BEŞLİ KONFERANSIN TARİHİ
İsviçre'deki zirvenin üçüncü aşamasına ilişkin Akıncı, “İsviçre'deki zirvede üçüncü aşamada toprak konusunu harita üzerinde özlü bir şekilde konuşmaya başlayabilmek için güvenlik ve garantiler başlığının ele alınıp sonuçlandırılacağı Türkiye, Yunanistan, İngiltere’nin de yer alacağı beşli konferansın tarihinde çok net ve kesin bir uzlaşı sağlaması gerekir. Bu tarihin belirlenmesi ile eş zamanlı olarak toprak konusunu özlü bir şekilde harita üzerinde konuşmaya başlayabileceğiz” ifadelerini kullandı.
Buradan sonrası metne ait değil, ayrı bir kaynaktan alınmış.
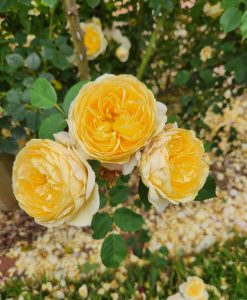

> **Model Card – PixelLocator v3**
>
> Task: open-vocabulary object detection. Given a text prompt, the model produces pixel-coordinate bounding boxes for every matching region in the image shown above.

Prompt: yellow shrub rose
[80,18,107,60]
[13,139,99,227]
[179,276,208,300]
[140,127,209,212]
[203,2,224,19]
[68,74,166,174]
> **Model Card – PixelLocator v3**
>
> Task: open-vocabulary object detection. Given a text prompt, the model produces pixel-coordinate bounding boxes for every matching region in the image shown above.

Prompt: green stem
[55,104,66,115]
[136,16,165,80]
[49,6,56,40]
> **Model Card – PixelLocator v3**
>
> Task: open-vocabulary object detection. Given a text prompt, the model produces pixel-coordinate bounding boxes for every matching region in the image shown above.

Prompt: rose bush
[13,139,99,227]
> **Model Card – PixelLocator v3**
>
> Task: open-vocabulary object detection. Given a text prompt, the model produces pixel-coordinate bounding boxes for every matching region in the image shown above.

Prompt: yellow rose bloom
[68,74,166,174]
[179,276,208,300]
[140,127,209,212]
[13,139,99,227]
[80,18,107,60]
[203,2,224,19]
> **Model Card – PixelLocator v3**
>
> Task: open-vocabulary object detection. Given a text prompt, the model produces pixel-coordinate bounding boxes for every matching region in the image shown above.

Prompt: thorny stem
[136,16,165,80]
[63,0,89,80]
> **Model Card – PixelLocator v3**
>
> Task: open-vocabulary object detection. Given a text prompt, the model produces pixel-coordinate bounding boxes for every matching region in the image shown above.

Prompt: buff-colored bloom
[200,46,213,62]
[166,293,185,300]
[68,74,166,174]
[80,18,107,60]
[203,2,224,19]
[140,127,209,212]
[179,276,208,300]
[13,139,99,227]
[108,28,131,62]
[115,46,129,62]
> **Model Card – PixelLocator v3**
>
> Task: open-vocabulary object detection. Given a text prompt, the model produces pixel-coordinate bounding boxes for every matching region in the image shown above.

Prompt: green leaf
[87,0,101,8]
[138,178,151,210]
[100,234,127,268]
[220,7,242,32]
[109,185,130,206]
[195,174,216,201]
[221,0,242,10]
[42,0,57,8]
[39,113,67,140]
[26,52,41,70]
[0,0,15,13]
[113,207,144,232]
[240,11,247,40]
[175,70,190,85]
[63,80,89,114]
[91,213,113,240]
[99,192,106,208]
[30,78,57,109]
[6,53,24,69]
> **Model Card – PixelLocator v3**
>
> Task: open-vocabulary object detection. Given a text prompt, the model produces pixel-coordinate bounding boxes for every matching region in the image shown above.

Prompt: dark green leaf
[39,113,67,139]
[63,80,89,113]
[26,52,41,70]
[6,53,24,69]
[109,185,130,206]
[30,78,57,109]
[0,0,15,13]
[221,0,242,10]
[100,234,127,268]
[195,174,216,201]
[220,7,242,32]
[92,213,113,240]
[113,207,144,232]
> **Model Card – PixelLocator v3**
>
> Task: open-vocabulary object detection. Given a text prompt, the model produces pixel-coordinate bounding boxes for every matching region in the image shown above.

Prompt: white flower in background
[80,18,107,60]
[179,276,208,300]
[78,284,88,299]
[166,293,186,300]
[203,2,223,19]
[107,28,131,62]
[200,46,213,62]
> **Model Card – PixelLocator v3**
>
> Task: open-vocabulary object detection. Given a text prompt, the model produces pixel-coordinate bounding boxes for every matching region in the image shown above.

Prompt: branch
[63,0,89,80]
[136,16,165,80]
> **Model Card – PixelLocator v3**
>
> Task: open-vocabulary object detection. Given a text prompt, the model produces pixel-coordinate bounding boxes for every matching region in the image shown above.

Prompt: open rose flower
[203,2,224,19]
[140,127,209,212]
[179,276,208,300]
[68,74,166,174]
[80,18,107,60]
[13,139,99,227]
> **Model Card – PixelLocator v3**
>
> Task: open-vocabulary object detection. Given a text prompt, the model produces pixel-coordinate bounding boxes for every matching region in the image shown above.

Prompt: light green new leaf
[6,53,24,69]
[113,207,144,232]
[220,7,242,32]
[100,234,127,268]
[91,213,113,240]
[30,78,57,109]
[195,174,216,201]
[39,113,67,140]
[109,185,130,206]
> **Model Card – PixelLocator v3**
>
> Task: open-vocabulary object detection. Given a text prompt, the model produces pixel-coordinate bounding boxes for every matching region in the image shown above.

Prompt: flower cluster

Akıncı, toprakla ilgili kriterlerde anlaşma sağlanıp beşli konferansın tarihinin kararlaştırılmaması durumunda ise harita konusunun İsviçre'de gündeme gelemeyeceğini kaydetti.
Kıbrıs müzakereleri kapsamında Rum lider Anastasiadis ile 26 Ekim’de yaptıkları beş saatlik görüşmede Birleşmiş Milletler (BM) huzurunda bu konuda mutabakat sağladıklarını dile getiren Akıncı, BM Genel Sekreteri'nin Kıbrıs Özel Danışmanı Espen Barth Eide'nin bu mutabakatı yazılı olarak da kendilerine ilettiğini vurguladı.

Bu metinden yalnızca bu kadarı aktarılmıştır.